13 years ago, I tried to show military appreciation to my family who had long given up on quality time versus a military career. I went home to the land of rain, amazing mountains, and my family for my final promotion. They witnessed the pinning on of those lieutenant bars back in 1993 and then the bright silver oak leaf insignia. A full circle of commitment by families who serve our country not by choice but by commitment to those they love.

3 years ago, I retired.

Our journey has been filled with a parents’ sustainable love through everything my military career could put a family through. Nearly thirty years of what I would call “Adventures”, my mom would probably call mortifyingly scary. All the pride they felt as they told everyone of a daughter who is in the army who has trucks and commands Soldiers. At the same time, I was jet-setting from deployment to deployment and traveling the world. Parents sometimes are given the best gift the army can give: A child who rarely comes home outside of holidays and special events.

At the end of our time together on the road, the only thing missing was a stop at a local garage sale and finding the deal of the century on those crocheted doily things and cheap mason jars. I am not sure that during the twelve hours of time spent together that I had the proper message.

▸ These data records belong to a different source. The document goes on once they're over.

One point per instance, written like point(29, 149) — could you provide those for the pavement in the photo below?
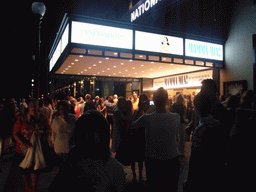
point(11, 180)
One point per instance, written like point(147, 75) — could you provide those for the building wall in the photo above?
point(239, 55)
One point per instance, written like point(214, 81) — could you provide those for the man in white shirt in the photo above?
point(162, 163)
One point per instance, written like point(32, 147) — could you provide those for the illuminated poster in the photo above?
point(158, 43)
point(86, 33)
point(182, 81)
point(203, 50)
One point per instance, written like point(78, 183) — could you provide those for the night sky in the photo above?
point(20, 27)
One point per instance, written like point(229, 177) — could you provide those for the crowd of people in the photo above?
point(79, 134)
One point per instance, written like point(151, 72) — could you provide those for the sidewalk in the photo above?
point(11, 180)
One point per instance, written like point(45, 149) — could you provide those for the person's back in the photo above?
point(80, 173)
point(89, 165)
point(160, 135)
point(162, 163)
point(208, 150)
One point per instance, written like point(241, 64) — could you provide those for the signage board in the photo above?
point(145, 41)
point(183, 81)
point(203, 50)
point(141, 7)
point(92, 34)
point(60, 48)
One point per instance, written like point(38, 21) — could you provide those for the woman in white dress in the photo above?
point(62, 130)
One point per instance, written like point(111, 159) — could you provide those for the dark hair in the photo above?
point(203, 104)
point(90, 128)
point(160, 97)
point(63, 103)
point(209, 86)
point(143, 97)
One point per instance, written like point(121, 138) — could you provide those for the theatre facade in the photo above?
point(105, 57)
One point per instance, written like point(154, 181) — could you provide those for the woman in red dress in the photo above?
point(23, 129)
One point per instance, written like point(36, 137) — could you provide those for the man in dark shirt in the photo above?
point(209, 146)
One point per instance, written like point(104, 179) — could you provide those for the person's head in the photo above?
point(180, 99)
point(135, 96)
point(87, 97)
point(143, 97)
point(121, 104)
point(233, 102)
point(33, 105)
point(73, 102)
point(160, 98)
point(110, 99)
point(129, 105)
point(203, 104)
point(63, 108)
point(209, 87)
point(92, 129)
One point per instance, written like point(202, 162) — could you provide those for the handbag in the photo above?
point(123, 153)
point(34, 157)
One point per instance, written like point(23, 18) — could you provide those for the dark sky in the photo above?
point(20, 38)
point(20, 26)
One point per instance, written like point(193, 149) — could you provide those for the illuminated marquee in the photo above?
point(203, 50)
point(92, 34)
point(142, 8)
point(182, 81)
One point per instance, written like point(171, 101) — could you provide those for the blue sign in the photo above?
point(203, 50)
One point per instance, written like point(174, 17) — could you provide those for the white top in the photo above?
point(61, 133)
point(110, 177)
point(160, 134)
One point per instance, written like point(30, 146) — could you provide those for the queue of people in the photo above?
point(78, 133)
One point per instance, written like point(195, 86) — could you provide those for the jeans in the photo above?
point(162, 175)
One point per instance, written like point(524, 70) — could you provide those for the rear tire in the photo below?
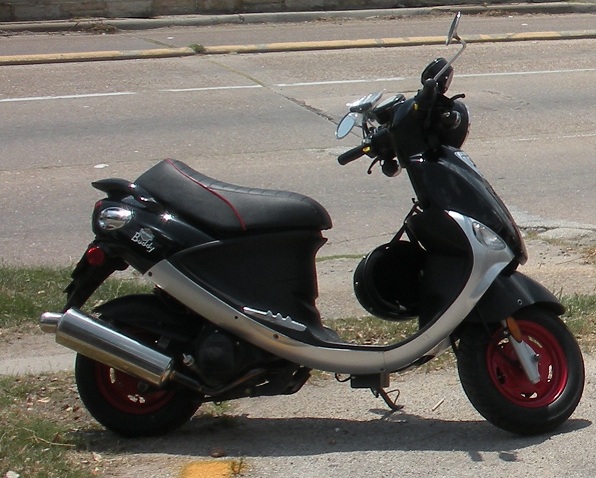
point(129, 406)
point(497, 386)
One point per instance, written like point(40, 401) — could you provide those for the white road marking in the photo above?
point(211, 88)
point(66, 97)
point(297, 84)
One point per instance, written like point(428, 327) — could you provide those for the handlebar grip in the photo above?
point(351, 155)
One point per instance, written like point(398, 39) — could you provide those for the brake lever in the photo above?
point(375, 161)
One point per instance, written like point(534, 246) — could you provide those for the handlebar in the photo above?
point(352, 154)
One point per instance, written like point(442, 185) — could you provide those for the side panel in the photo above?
point(267, 272)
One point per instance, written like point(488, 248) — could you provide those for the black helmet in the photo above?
point(433, 69)
point(386, 281)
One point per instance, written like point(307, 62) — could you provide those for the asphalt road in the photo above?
point(267, 120)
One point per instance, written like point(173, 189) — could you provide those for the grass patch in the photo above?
point(26, 292)
point(40, 416)
point(580, 317)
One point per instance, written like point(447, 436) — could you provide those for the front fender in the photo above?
point(509, 294)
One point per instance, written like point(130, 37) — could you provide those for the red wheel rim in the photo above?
point(128, 394)
point(510, 379)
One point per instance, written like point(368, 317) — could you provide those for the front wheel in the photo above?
point(497, 386)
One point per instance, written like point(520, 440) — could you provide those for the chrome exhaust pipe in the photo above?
point(99, 341)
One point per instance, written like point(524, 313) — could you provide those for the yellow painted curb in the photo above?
point(391, 42)
point(284, 47)
point(208, 469)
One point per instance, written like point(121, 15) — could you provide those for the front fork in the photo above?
point(528, 358)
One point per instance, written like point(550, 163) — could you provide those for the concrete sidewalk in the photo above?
point(129, 47)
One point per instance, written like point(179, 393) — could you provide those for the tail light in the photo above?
point(95, 256)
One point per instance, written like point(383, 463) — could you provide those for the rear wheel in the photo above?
point(497, 386)
point(129, 406)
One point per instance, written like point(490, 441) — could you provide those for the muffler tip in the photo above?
point(48, 322)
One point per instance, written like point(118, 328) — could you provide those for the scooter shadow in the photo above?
point(242, 436)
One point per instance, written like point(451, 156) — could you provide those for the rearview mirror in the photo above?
point(453, 30)
point(345, 125)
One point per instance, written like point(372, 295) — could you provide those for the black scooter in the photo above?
point(233, 311)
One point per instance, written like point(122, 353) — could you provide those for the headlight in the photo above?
point(487, 237)
point(113, 218)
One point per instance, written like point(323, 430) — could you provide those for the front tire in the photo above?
point(497, 386)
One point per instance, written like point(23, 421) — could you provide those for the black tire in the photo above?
point(129, 406)
point(497, 386)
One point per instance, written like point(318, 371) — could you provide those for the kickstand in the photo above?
point(391, 403)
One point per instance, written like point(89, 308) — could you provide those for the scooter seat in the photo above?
point(227, 209)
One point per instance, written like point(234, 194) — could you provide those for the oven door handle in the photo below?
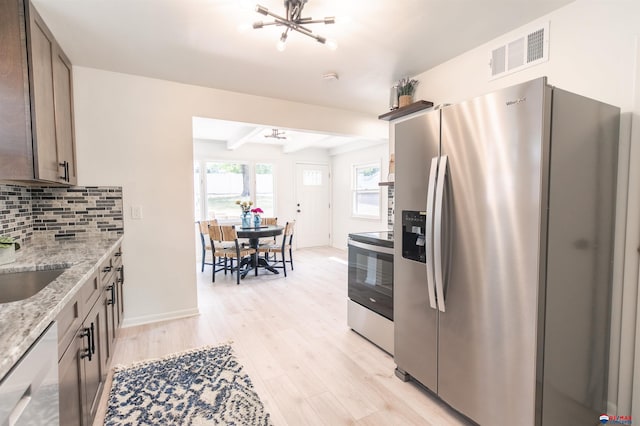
point(371, 247)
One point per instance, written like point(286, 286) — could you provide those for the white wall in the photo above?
point(593, 52)
point(343, 222)
point(136, 132)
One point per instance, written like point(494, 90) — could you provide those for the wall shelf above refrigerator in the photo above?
point(406, 110)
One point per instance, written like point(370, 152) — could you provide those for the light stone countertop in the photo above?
point(22, 322)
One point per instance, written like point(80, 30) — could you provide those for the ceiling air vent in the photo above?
point(522, 52)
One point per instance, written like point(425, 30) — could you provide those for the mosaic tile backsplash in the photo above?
point(60, 213)
point(15, 212)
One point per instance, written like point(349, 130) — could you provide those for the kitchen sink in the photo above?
point(16, 286)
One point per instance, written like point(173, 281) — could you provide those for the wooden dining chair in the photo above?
point(219, 251)
point(203, 226)
point(282, 247)
point(238, 251)
point(270, 240)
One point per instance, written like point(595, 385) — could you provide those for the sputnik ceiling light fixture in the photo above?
point(276, 134)
point(295, 22)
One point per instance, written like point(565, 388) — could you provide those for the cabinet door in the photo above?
point(71, 385)
point(94, 375)
point(120, 293)
point(109, 312)
point(44, 126)
point(16, 156)
point(63, 99)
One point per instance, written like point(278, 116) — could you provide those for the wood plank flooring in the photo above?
point(292, 337)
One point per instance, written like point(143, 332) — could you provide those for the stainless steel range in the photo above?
point(370, 287)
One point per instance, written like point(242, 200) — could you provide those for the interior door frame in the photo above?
point(330, 189)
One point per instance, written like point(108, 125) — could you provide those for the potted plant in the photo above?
point(8, 247)
point(406, 89)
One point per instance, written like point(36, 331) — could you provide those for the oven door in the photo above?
point(371, 277)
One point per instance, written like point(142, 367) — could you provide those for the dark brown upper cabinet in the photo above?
point(36, 100)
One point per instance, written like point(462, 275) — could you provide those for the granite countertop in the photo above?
point(22, 322)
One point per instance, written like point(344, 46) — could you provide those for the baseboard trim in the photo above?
point(149, 319)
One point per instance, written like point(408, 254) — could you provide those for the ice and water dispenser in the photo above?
point(413, 235)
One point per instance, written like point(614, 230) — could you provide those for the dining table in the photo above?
point(253, 234)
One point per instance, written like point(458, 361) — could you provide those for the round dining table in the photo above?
point(254, 234)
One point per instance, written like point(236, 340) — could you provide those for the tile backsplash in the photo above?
point(15, 212)
point(60, 212)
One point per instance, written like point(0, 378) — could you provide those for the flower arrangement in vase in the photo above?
point(246, 212)
point(406, 89)
point(256, 216)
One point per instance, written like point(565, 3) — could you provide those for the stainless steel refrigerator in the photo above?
point(503, 256)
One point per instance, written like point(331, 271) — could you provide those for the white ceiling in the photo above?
point(198, 42)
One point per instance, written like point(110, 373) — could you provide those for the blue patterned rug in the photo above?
point(204, 386)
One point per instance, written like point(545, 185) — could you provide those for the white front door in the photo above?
point(312, 205)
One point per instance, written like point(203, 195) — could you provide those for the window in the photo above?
point(220, 184)
point(366, 192)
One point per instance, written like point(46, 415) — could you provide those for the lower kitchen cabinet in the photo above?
point(85, 358)
point(80, 370)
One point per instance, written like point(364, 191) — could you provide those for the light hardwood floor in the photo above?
point(292, 337)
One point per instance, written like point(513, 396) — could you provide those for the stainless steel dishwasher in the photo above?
point(29, 392)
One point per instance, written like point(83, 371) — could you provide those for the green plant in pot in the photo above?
point(8, 247)
point(406, 89)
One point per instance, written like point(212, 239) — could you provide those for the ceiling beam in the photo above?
point(294, 146)
point(235, 143)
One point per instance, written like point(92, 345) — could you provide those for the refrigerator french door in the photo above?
point(492, 314)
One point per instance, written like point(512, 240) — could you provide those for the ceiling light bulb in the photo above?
point(244, 27)
point(342, 19)
point(282, 43)
point(331, 44)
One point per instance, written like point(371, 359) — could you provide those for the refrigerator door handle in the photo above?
point(437, 232)
point(431, 191)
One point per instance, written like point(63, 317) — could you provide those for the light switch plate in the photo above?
point(136, 212)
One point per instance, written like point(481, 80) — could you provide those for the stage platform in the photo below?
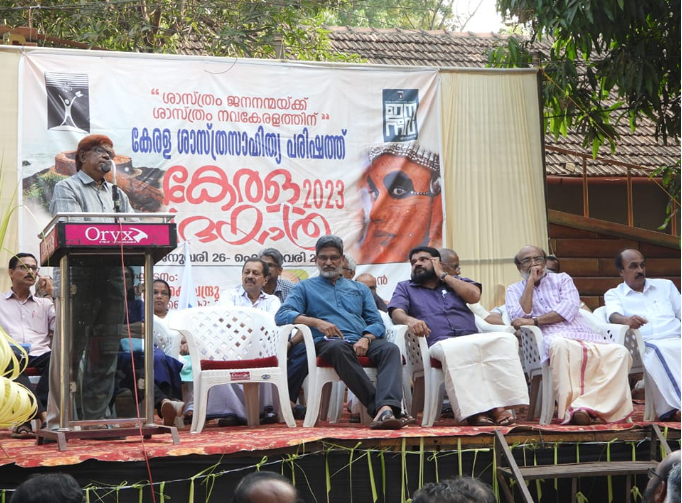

The message that every family longs to understand… How does my loved one join the military and spend most of their adult life chasing dreams to make a difference in foreign lands and protecting those who are less fortunate?

It is because of the silent love of a family. Message for delivery - - - Thanks for the Roadtrip Mom! Bumpy roads, corners that were hard to navigate and surprises that a family reacts and adjusts to. Families support not only a child, but a Country. Thank you!

My mom thought it a piece of great luck that we found a fruit stand just a few miles from her house. We bought Huckleberry shakes and Rainier Cherries. We savored that shake and ate those cherries right there in the parking lot. Giggling and spitting the seeds out the window, just as we have been doing for 50 years.